Une femme est passée, dans les vingt-cinq ans, chaussures à talon, sac à main en cuir noir, la démarche très droite. Je me suis approchée : "Bonjour, est-ce que vous auriez une petite cigarette pour nous s'il vous plaît ?" Eh bien elle ne m'a même pas regardée… Rien, complètement snobée. Je ne sais pas, elle devait être aveugle et sourde, ou bien c'est moi qui étais invisible et inaudible, je sais pas… Voilà où on est arrivé. Encore une fois je fais appel à Brassens : on ne plus s'adresser à une inconnue dans la rue. Si elle m'avait dit non j'aurais compris, pas de problème. Mais là… Si elle était inquiète, ce serait bien la première fois de ma vie que j'aurais fait peur à quelqu'un, ce n'est pas possible.
Ca me rappelle une séance de cinéma avec ma sœur, autrefois. On discutait du film, elle devait encore une fois m'expliquer l'histoire vu que je ne comprends jamais rien aux histoires dans les films, et elle fumait en même temps. Un gars est arrivé : "J'peux avoir une clope s'te plaît ? _ Non. _ Pourquoi ? _Parce que je travaille pour me les payer, c'est cher, je les garde pour moi, c'est tout." On dira ce qu'on voudra, mais au moins c'était honnête. Pas comme cette femme qui m'a complètement ignorée. Alors qu'elle s'éloignait, David m'a dit : "Elle doit être mal baisée". Eh eh… il me fait rire avec ses réflexions tranchantes et sans appel. N'exagérons pas.

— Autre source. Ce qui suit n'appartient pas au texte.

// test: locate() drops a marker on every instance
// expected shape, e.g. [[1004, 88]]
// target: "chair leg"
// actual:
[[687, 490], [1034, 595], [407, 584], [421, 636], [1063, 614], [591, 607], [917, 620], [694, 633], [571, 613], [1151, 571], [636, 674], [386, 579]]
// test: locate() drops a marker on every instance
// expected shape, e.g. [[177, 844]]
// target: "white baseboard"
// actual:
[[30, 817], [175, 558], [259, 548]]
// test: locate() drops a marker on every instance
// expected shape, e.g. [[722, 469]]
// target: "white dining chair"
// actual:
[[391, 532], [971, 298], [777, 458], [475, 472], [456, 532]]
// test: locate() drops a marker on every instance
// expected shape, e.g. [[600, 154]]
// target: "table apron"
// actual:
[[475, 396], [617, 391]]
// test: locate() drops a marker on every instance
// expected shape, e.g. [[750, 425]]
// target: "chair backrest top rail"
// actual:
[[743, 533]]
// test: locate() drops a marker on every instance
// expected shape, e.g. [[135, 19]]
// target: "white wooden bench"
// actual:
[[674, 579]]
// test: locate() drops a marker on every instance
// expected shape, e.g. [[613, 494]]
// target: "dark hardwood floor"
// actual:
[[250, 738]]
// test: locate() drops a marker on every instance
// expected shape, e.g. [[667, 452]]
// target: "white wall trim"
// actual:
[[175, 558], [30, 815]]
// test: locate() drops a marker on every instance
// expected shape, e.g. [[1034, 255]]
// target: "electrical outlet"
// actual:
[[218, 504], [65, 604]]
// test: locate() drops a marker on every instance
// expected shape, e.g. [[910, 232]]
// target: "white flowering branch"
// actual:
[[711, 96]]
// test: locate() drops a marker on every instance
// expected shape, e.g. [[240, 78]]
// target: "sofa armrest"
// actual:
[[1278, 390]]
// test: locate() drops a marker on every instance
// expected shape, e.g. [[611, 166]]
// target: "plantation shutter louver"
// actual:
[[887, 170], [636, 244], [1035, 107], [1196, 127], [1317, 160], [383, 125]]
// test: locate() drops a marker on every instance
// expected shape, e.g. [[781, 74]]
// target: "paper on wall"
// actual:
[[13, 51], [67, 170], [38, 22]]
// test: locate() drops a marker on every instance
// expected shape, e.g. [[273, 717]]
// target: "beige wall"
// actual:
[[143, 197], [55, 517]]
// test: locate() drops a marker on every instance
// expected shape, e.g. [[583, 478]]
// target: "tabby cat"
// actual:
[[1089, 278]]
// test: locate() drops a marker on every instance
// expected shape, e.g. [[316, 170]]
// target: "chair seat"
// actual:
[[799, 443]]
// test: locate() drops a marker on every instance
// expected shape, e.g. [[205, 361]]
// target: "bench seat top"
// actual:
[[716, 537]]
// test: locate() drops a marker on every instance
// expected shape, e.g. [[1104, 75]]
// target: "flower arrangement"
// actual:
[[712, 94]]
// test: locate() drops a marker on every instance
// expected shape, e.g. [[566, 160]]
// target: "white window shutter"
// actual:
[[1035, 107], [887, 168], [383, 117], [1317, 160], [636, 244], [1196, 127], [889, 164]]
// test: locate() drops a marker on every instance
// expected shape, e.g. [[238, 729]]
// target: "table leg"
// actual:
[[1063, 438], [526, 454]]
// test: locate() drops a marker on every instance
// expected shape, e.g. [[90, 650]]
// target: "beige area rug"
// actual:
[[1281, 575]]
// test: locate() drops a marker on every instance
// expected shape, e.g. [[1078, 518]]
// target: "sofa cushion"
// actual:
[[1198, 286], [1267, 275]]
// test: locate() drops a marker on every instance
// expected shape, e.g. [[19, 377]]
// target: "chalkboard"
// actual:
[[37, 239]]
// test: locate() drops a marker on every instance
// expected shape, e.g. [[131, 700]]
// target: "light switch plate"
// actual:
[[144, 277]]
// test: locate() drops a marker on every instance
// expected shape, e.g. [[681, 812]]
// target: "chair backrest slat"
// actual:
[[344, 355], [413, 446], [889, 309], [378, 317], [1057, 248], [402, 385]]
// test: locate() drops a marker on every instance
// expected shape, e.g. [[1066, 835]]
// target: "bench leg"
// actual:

Tant pis, ce n'était que partie remise. Un homme est passé, pas tout jeune. Je lui ai demandé, et il ne nous a pas donné une cigarette mais deux ! C'est bien aimable. Par contre après, il nous a tenu la jambe un quart d'heure. Il était bourré. Pas complètement, il marchait droit, ses paroles étaient à peu près compréhensibles, mais on sentait bien qu'il avait un petit coup dans le nez. Il a beaucoup parlé à David, mais pas une seule fois à moi. Et pour cause : c'est de moi qu'il parlait. Moi ça m'amusait, mais David beaucoup moins je crois. En gros il lui disait : "T'as de la chance d'être jeune. Moi je suis divorcé, je suis tout seul dans mon lit." Je voyais que David se retenait pour pas l'envoyer balader, mais le bureau allait ouvrir d'un moment à l'autre, alors il gardait patience. Quand la boutique a ouvert et qu'on a quitté notre bienfaiteur, celui-ci a dit à David : "Ce soir avec ta copine, tu penseras à moi", en lui faisant un clin d'œil.
Un peu plus tard, j'ai demandé à David pourquoi il avait été si désagréable avec cet homme pourtant plutôt gentil et généreux, et même un peu marrant. Il m'a répondu que si on commençait à sympathiser avec un type comme ça, on ne s'en sortait plus. Il doit avoir raison.
On s'est baladé tout l'après-midi, ce qui est rare avec David. Moi j'adore ça, mais lui un peu moins. Mais samedi ça n'a posé aucun problème. L'avantage quand je suis avec lui, c'est que je peux entrer dans les magasins, de fringues par exemple, pendant que lui garde le chien à l'entrée. A propos du chien, il s'y fait peu à peu, mais ce ne fut pas sans peine. Au début, quand on traînait dans le lit ou dans le canapé, et que je me levais pour aller sortir Adonis, il me disait : "Y fait chier ton clebs". Alors je lui répliquais qu'il ne s'appelait pas Tonclebs mais Adonis. Alors maintenant il dit "Y fait chier Adonis", ce qui est beaucoup mieux. C'est vrai, quoi, un peu de respect pour les clébards !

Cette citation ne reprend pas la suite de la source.